Talking with Collider, Devlin said he still wants to follow up the 1994 film with two more to make it a trilogy. And now that the television series are done, MGM might be willing to get it going.
While shows like “Stargate SG-1,” “Stargate: Atlantis” and “Stargate: Universe” were in the way of his project of the last decade or so, the fact that they existed at all is a good sign for his planned films — even if they completely ignore the canon they establish.
“The thing ins, clearly — look, I don’t know the TV series. I didn’t watch it, I wasn’t involved in making it,” Devlin said. “But the fact that it had such longevity and has such a giant fan base … clearly they did something that was worthwhile. But I think it shows that there is an audience that wants to hear this story told. So I think there’s a lot of interest in trying to make that happen.”
Devlin established himself as a film writer in the early 1990s, responsible for big-time science-fiction hits like “Independence Day” in 1996 and later “Godzilla.” However, despite keeping a far distance from the Stargate television series (which eventually would air on Syfy), Devlin moved into television himself with work on the miniseries “The Triangle” in 2005 as well as the TNT series “Leverage.”
While he was a writer and producer for “Stargate,” that film grossed $71.6 million domestically, compared to “Independence Day,” which had a total North American haul of $306.2 million.
But then again, “Stargate” was produced independently, and was picked up by MGM after it had already been made. And it’s that sale that has hurt the film side of the franchise, Devlin said.
“We had three movies that we wanted to tell,” he said. “We raised that money [for the first film] out of France and did the movie independently. And, literally, our financiers got cold feet just before the movie came out, and they sold it to MGM. So that’s why it’s been all tied up.”
But there is hope now that there are new people in charge of the studio.
“We’ve been having conversations with them,” Devlin said. “Our hope is that we can finally now, after all this time, get to tell the complete story. So with a little luck, we’ll be able to do that.”

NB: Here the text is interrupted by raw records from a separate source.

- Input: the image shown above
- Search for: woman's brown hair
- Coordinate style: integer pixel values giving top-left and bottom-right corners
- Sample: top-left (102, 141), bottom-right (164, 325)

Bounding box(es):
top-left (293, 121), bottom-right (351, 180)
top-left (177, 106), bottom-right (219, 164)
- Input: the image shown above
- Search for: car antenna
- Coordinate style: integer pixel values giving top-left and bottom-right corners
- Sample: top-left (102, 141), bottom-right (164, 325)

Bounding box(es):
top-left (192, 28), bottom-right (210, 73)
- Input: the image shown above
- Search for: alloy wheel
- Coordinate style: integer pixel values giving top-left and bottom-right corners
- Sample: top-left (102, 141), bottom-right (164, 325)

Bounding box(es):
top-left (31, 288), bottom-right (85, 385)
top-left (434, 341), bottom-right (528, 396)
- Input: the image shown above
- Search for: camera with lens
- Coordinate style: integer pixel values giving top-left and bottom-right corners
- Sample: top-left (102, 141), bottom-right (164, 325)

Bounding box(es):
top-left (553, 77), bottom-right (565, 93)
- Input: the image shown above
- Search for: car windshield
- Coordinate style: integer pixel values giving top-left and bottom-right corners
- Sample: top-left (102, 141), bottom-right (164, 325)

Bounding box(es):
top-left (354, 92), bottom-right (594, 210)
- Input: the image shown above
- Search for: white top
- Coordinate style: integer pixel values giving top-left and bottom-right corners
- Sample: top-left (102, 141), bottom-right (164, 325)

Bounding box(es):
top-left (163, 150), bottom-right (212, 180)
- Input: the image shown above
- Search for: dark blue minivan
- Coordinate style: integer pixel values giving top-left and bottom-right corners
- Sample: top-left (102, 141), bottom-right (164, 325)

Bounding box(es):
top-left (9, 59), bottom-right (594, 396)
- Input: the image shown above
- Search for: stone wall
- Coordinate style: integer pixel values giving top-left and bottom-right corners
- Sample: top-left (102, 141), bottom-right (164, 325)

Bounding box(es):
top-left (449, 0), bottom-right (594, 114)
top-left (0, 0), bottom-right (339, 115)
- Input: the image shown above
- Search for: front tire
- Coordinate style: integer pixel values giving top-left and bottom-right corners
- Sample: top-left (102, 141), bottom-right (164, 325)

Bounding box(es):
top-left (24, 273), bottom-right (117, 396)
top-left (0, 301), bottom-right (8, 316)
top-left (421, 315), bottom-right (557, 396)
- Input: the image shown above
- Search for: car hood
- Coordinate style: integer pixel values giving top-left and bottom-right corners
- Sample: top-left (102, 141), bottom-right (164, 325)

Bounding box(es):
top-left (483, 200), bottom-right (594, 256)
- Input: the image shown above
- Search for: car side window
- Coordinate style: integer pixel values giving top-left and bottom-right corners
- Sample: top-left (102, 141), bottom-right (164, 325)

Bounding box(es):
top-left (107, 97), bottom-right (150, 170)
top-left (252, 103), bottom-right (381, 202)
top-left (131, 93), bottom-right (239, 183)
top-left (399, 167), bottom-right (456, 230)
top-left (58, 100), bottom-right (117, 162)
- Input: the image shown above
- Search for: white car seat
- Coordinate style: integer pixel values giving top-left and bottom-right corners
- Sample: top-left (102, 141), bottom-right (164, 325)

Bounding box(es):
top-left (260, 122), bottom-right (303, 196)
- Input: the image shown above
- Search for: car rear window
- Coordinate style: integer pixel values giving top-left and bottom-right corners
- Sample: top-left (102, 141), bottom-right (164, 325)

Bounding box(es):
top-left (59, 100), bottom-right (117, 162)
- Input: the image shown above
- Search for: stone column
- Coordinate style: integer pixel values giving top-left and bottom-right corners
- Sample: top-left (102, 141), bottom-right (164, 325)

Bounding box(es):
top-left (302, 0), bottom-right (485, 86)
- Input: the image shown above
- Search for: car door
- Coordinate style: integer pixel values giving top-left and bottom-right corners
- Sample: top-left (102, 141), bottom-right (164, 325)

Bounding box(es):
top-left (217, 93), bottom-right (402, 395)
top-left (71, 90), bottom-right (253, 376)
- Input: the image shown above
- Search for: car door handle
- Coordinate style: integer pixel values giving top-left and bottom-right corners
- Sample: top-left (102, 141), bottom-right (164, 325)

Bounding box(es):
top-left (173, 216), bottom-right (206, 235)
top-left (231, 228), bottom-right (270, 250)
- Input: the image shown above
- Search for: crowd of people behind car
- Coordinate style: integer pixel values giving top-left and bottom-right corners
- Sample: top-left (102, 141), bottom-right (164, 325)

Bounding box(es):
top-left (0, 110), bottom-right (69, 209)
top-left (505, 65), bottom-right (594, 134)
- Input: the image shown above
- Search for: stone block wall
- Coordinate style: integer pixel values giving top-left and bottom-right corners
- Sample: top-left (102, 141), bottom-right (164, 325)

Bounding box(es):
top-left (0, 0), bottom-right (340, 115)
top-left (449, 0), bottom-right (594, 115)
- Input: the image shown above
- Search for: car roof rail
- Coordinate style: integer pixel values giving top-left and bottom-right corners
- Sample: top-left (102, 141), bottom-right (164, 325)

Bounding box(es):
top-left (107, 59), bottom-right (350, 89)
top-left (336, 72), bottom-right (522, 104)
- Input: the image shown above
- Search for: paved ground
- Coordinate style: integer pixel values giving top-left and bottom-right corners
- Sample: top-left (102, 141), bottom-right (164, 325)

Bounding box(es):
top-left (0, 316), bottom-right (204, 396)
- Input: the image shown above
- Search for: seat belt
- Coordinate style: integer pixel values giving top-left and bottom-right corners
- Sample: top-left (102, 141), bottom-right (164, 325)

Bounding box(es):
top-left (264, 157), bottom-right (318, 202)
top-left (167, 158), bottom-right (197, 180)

If such a project happens, it would join Battlestar Galactica as franchises that could potentially get films that had nothing to do with popular television series made within the franchise. Last year, Bryan Singer said he would create a “Battlestar Galactica” film outside of the Syfy series with the help of “Anonymous” writer John Orloff.
At the same time, Harry Potter director David Yates said he was interested in doing a film version of “Doctor Who,” although current television showrunner Steven Moffat has said such a project is not in the works, despite Yates’ statements to the contrary.